Oak Knoll has been very excited about the arrival of Beautiful Bookbindings: A Thousand Years of the Bookbinder’s Art by P.J.M. Marks. Now available, the book contains beautiful photography displaying the finest bookbindings of the last 1000 years. Celebrating over 100 bindings, it shows exquisite medieval bookbindings made of precious metals and jewels to the imaginative creations of contemporary bookbinders. Check out this excerpt displaying bindings from the family business of Mame in Tours, France, as mechanization began to unfold in the craft of bookbinding.

MAME BINDINGS

Selection of Mame bindings

As with many craft-based processes, the nineteenth century saw the mechanization of bookbinding in western Europe.
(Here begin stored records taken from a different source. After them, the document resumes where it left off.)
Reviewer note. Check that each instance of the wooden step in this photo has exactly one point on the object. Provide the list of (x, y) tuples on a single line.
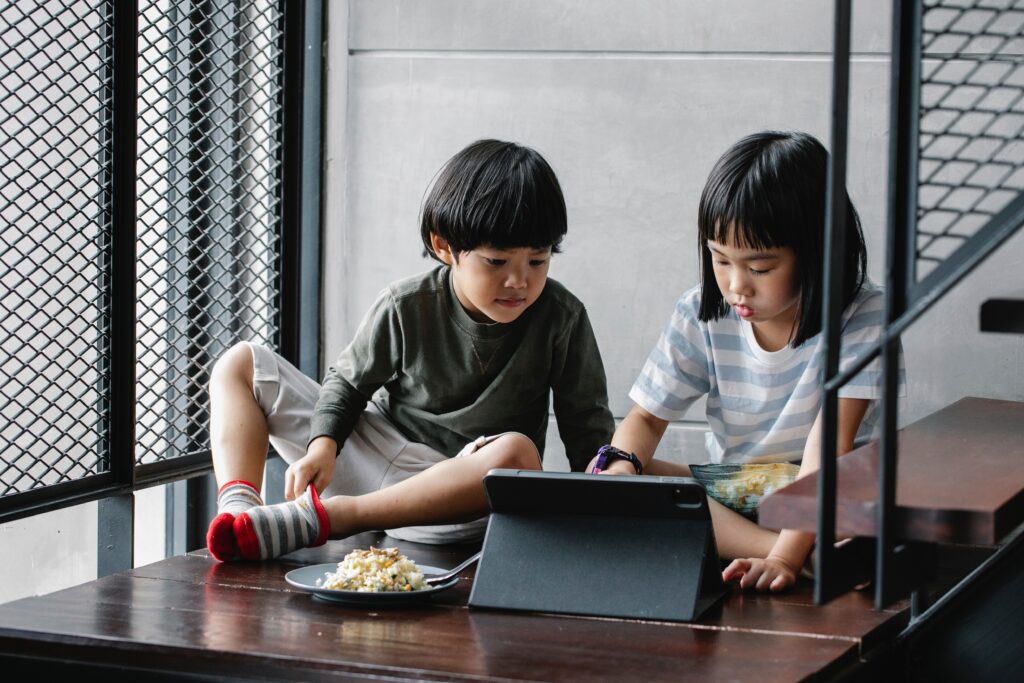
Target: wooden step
[(960, 479)]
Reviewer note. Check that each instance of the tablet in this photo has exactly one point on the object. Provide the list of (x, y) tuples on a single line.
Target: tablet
[(639, 547)]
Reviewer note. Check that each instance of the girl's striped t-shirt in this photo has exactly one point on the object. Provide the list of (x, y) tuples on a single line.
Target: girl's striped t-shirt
[(761, 404)]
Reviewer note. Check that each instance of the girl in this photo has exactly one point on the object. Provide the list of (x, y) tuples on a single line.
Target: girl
[(749, 339)]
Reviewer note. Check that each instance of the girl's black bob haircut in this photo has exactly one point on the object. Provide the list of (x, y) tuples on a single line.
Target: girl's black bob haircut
[(495, 194), (768, 190)]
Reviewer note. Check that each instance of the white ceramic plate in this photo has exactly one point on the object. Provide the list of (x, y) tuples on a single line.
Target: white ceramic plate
[(305, 579)]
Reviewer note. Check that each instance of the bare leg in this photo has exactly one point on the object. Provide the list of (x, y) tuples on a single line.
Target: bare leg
[(239, 438), (448, 493), (736, 536)]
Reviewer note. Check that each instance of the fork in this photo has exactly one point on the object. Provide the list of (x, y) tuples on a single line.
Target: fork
[(434, 579)]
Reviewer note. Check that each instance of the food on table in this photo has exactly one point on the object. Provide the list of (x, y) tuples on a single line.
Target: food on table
[(375, 570)]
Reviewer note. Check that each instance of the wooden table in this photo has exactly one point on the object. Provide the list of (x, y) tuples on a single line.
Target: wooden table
[(189, 616), (960, 479)]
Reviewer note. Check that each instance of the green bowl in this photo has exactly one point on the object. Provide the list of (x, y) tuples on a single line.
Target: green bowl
[(740, 487)]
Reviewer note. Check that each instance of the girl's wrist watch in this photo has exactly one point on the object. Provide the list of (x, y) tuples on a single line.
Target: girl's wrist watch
[(608, 454)]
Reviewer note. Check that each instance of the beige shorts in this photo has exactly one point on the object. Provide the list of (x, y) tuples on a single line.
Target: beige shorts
[(375, 456)]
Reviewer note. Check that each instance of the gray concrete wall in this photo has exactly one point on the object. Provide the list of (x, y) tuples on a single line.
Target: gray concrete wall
[(632, 103)]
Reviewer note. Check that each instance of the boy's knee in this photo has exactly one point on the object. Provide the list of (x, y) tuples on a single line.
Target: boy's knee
[(235, 365), (515, 451)]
Some firms came to resemble factories, and this was particularly true of the family business of Mame in Tours, France, which was also known for its publishing and printing activities. Traditional craft bindings continued to be produced, but most workers (including women) were employed from the cloth or cardboard covers and attached by means of endleaves and lining material. This was an inexpensive but colourful format, with gilt, coloured or glazed paper used in combination with lithographic prints to make an immediate visual impact. Such bindings have been likened to chocolate boxes and sweet wrappers, but they were popular enough, often being used for such items as Sunday school prize books. Unusually for the time, Alfred Mame (1811-1893) instituted pensions and profit-sharing schemes for his workers.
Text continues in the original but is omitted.